Chronique de Emmanuelle George

Librairie Gwalarn (Lannion)

Irlandaise et veuve, Paula Spencer a 48 ans, quatre enfants et un douloureux passé baigné d’alcool. Désormais sobre, elle s’acharne à protéger sa tribu familiale. Ici c’est avec le sourire qu’on retient ses larmes !

Souvenez-vous du truculent univers de Roddy Doyle. Avec ses romans ( The Commitments , The Snappers , The Van ), aussi adaptés au cinéma par Alan Parker et Stephen Frears, vous vous êtes laissés embarquer en Irlande, un pays aussi populaire et vif que désespérant, un pays où pétillent des presque riens, où se multiplient les « emmerdements », où la fraternité humaine se déploie bien au-delà des pubs bruyants et chaleureux. Paula Spencer est une récidive brillante dans le genre dramatique pimenté d’humour : le combat acharné que mène une femme pour lutter contre les démons du passé. Au choix, la violence, la misère sociale et affective, et surtout l’alcool : pas de quoi donner envie de poursuivre bien longtemps son bonhomme de chemin.
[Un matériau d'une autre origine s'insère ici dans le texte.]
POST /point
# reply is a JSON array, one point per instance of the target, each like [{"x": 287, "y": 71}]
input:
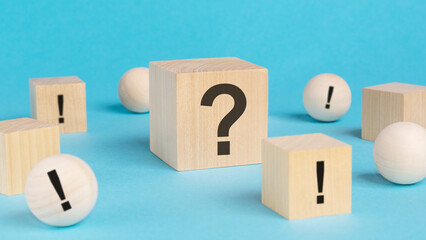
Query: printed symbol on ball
[
  {"x": 223, "y": 147},
  {"x": 330, "y": 93},
  {"x": 54, "y": 179},
  {"x": 320, "y": 181},
  {"x": 61, "y": 107}
]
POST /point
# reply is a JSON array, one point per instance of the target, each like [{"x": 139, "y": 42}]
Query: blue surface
[{"x": 365, "y": 42}]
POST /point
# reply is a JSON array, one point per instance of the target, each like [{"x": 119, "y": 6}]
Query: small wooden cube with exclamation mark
[
  {"x": 23, "y": 143},
  {"x": 59, "y": 100},
  {"x": 306, "y": 175}
]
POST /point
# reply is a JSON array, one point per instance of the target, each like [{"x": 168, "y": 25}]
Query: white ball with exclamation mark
[
  {"x": 327, "y": 97},
  {"x": 61, "y": 190}
]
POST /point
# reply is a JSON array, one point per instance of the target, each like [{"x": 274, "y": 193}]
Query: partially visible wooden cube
[
  {"x": 23, "y": 143},
  {"x": 385, "y": 104},
  {"x": 306, "y": 175},
  {"x": 59, "y": 100},
  {"x": 188, "y": 101}
]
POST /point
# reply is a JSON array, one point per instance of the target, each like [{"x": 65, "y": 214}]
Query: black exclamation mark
[
  {"x": 53, "y": 176},
  {"x": 61, "y": 107},
  {"x": 320, "y": 181},
  {"x": 330, "y": 93}
]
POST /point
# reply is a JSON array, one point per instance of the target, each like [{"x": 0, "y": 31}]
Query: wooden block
[
  {"x": 385, "y": 104},
  {"x": 189, "y": 100},
  {"x": 23, "y": 143},
  {"x": 306, "y": 175},
  {"x": 59, "y": 100}
]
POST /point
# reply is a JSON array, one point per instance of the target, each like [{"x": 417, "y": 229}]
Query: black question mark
[{"x": 240, "y": 103}]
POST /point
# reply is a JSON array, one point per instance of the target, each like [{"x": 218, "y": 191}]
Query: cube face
[
  {"x": 385, "y": 104},
  {"x": 60, "y": 100},
  {"x": 308, "y": 182},
  {"x": 189, "y": 129},
  {"x": 23, "y": 143}
]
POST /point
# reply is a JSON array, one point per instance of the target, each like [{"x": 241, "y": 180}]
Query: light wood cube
[
  {"x": 23, "y": 143},
  {"x": 306, "y": 175},
  {"x": 385, "y": 104},
  {"x": 59, "y": 100},
  {"x": 189, "y": 100}
]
Et pourtant, ses enfants sont là, ils ont grandi, ce ne sont plus des gosses. Leanne, 22 ans est à la dérive, surtout pour se resservir des verres. Jack, à presque 16 ans, est fuyant et secret. Nicola est émancipée, mère attentive mais beaucoup trop protectrice, et John Paul est un ancien toxicomane. La maison est souvent vide, la télé, une piètre compagne, le frigo à remplir d’urgence dès la paie empochée. Et pourtant, Paula Spencer a encore la force de lutter, ruser et espérer. Ne pas replonger dans l’alcool, se lever pour aller faire ses ménages, réveiller les uns, prendre des nouvelles des autres. Sans compter que les douleurs de son drame conjugal ressurgissent. Tour à tour désespérée et en colère, Paula Spencer est déterminée et garde la tête haute pour reconquérir les siens et tenir le cap. Pour le superflu comme pour l’essentiel, sa force de caractère n’a pas son pareil. Ici, les descriptions sont brèves et percutantes, les dialogues nombreux et vifs, les répliques et les pensées souvent assassines. Pourtant bien souvent, la tendresse y est aussi réconfortante et les situations cocasses à souhait. À l’image de cette si attachante héroïne, la plume de Roddy Doyle va droit au but, débordant d’empathie et d’humour.